The Coronation of His Majesty The King
Published 11 October 2022
Buckingham Palace is pleased to announce that the Coronation of His Majesty The King will take place on Saturday 6 May, 2023.
The Coronation Ceremony will take place at Westminster Abbey, London, and will be conducted by the Archbishop of Canterbury.
The Ceremony will see His Majesty King Charles III crowned alongside The Queen Consort.
The Coronation will reflect the monarch’s role today and look towards the future, while being rooted in longstanding traditions and pageantry.
Further details will be announced in due course.
For the past 900 years, the Coronation Ceremony has taken place in Westminster Abbey, and since 1066 the Service has almost always been conducted by the Archbishop of Canterbury. The Ceremony has retained a similar structure for over 1000 years and next year‘s Coronation is expected to include the same core elements whilst recognizing the spirit of our times.
It is expected that the King will sign a Proclamation formally declaring the date of the Coronation at a meeting of the Privy Council later this year. During the Ceremony, the Sovereign is “anointed, blessed and consecrated” by the Archbishop of Canterbury. The Queen Consort is also crowned during the ceremony.

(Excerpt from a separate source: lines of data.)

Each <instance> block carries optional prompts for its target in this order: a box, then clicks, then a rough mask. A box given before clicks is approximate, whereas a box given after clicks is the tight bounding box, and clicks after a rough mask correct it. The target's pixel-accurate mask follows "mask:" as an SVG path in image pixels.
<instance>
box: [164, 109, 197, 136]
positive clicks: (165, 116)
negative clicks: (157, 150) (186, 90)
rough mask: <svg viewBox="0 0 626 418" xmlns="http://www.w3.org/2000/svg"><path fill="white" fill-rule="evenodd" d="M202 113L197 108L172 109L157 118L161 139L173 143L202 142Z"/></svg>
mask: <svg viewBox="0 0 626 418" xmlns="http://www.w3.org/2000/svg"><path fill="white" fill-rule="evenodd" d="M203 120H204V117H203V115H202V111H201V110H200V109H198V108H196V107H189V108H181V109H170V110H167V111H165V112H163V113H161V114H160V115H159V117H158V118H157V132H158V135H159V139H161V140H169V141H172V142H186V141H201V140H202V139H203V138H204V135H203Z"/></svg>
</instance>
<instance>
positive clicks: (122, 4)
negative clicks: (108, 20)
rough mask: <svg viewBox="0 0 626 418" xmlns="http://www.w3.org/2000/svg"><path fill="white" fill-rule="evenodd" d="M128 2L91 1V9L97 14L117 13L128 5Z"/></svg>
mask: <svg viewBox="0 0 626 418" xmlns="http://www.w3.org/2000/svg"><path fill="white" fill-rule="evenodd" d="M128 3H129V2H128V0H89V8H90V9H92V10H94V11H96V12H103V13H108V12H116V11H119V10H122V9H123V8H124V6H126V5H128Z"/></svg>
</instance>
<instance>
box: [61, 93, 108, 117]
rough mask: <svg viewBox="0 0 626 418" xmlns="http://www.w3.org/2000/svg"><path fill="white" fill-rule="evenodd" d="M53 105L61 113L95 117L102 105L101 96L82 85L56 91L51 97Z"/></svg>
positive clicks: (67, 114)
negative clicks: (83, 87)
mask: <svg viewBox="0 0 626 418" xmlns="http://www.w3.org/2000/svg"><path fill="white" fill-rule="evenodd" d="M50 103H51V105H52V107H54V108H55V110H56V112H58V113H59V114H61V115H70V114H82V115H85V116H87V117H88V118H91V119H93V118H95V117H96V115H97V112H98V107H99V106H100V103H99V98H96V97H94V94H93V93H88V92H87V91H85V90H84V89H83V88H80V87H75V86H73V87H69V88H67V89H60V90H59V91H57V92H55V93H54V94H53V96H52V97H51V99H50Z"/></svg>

On 11 October 2022, the House of Commons Library issued the Research Briefing The Coronation: history and ceremonial.
Royal “experts” have a field day suggesting Coronation might be “pared down” to one hour seemingly unaware that the ceremony is actually inserted into a solemn form of the Anglican communion rite which itself lasts an hour. Morever, unlike in 1953 two individuals have to be crowned.

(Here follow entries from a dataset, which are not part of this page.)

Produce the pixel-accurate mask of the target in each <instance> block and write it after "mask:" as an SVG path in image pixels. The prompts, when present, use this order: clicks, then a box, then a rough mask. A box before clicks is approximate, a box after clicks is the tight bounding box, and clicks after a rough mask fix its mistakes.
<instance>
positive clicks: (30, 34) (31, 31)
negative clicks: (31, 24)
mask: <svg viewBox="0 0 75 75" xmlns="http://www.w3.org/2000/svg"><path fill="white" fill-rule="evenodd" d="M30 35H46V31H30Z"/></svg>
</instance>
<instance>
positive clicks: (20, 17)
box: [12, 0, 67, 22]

We were not drawn into speculation on the timing, the relevant parts of the briefing are the inclusion of the same core elements of the Coronation, including the “anointing, blessing and consecration” by the ABC. Whilst it is possible to conclude a said Mass in 15 minutes, a state Coronation at one hour seems a little ambitious
interesting that the British monarch takes the diaconal rôle in the communion rite – at the Offertory – similar to the Tsar in the Russian coronation when for the one and only time he went through the door.